Daha o kadar çok kitap var ki şimdilik bu kadar:))
     Bu arada çok önemli hatırlatma yakında kitap fuarı geliyor:))

SERENAD


Serenad: Max ile Nadia’nın hikayesi gibi görünürken aslında bütün
insanlık tarihinin hikayesi… Yani filler ve çimenin hikayesi.
Belki şimdi kitaptan birkaç anekdot ile kitabı anlatmam gerekir fakat ben tam da bugünden bugünün çimlerinden söz etmek istiyorum.
Bugün haberlerde süregelen bir ‘Arap Baharı’ndan söz edilir oldu. Bahar denince bizim hemen çağrışım kanallarımız açılır ve çiçekler, kelebekler, cıvıldaşan kuşlar, oradan oraya koşuşan çocuklarla birlikte ilkokulda mevsim şeridinin dörtte birine yayılan şenlikli bir görüntü belirir aklımızda. Ne hoş şey doğrusu:) Şimdi Arap baharı da bu durumda pek şenlikli olsa gerek maalesef değil!
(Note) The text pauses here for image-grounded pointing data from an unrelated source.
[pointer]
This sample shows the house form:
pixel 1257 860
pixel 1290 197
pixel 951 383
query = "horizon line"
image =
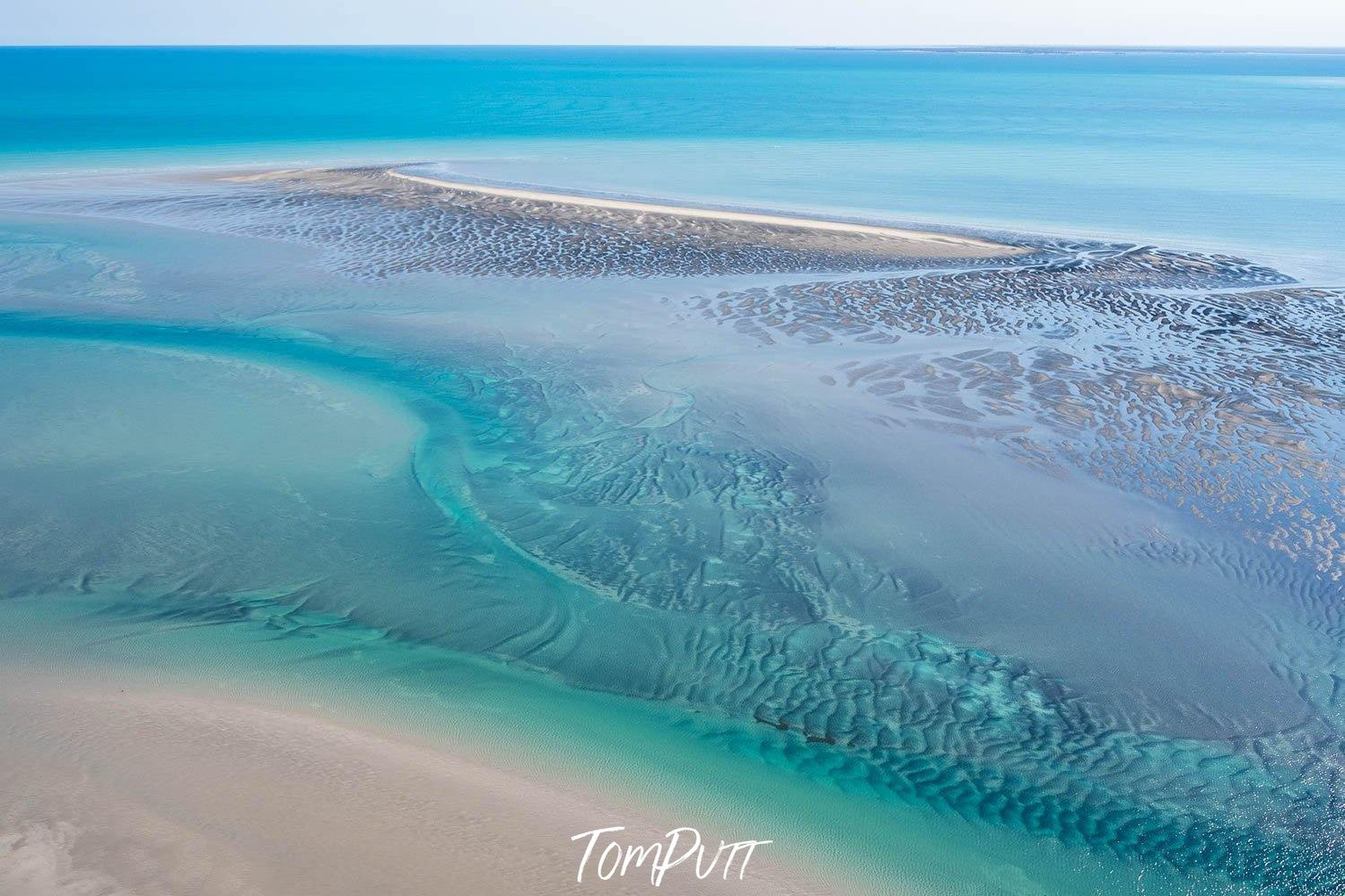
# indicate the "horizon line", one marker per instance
pixel 913 48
Arap baharı denilen şey halkın küçüklü büyüklü protestolarından bazı ülkelerde ise iç savaştan ibaret olan kısım için söylenmiş bir sözcük.Elbette bu baharın kaç can aldığı istatistiklerde rakamlardan ibaret kalıyor. Hiçbir rakam tek bir gözyaşı damlasının hakkını veremiyor. Bu ‘Bahar’ sözcüğü ise bizde uyanan o hoş duygulara hiç benzemiyor. Öyleyse uyanık siyasilerimiz neden seçti bu sözcüğü iyi düşünmek lazım.
Daha yaklaşıp da ülkemize bakacak olursak artık gün geçmiyor ki bir yerlerde bomba patlamasın yahut birileri kaçırılmasın. Yazık ki dünyanın bir başka bölgesindeki göz yaşları buradan bakınca ‘BAHAR’ diye adlandırılıyor. Peki buradaki ölümler istatistikler de mi bahar? Burada ölümün ardından dökülen gözyaşları, annelerin, eşlerin, çocukların çığlıkları da mı bahar? Maalesef yazı acıları tarifte oldukça yetersiz kalıyor. Medyada ise verilenler rakamlardan ibaret kalıyor.
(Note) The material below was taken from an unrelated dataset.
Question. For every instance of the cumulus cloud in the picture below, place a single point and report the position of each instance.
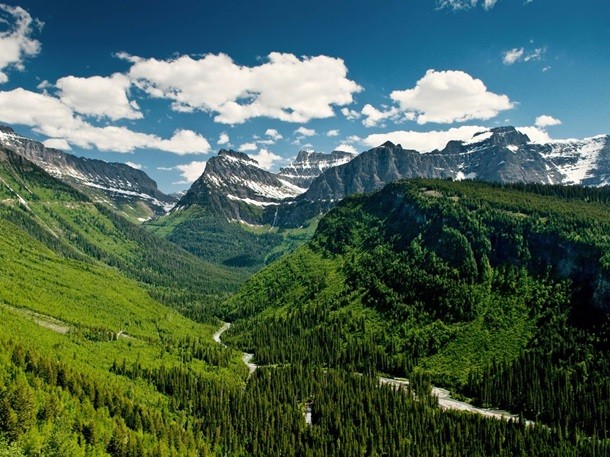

        İşte tarihin başka baharlarını anlatan Serenad’da üç farklı kadın, üç farklı kıyım ve bir çok devletin kirli yüzü var. Maya, Mari, Nadia… Diğer adlarıyla Ayşe, Semahat, Deborah… Bu üç kadının
coğrafyaları, dinleri, dilleri de isimleri gibi farklı oysa kıyımın faili aynı. Sanırım aşağıdaki kitaptan alıntı bunu en iyi şekilde anlatacak:
Adil olanın peşinden gidilmesi doğrudur, en güçlünün peşinden gidilmesi ise kaçınılmazdır. Gücü olmayan adalet acizdir; adaleti olmayan güç ise zalim. ‘(s.416)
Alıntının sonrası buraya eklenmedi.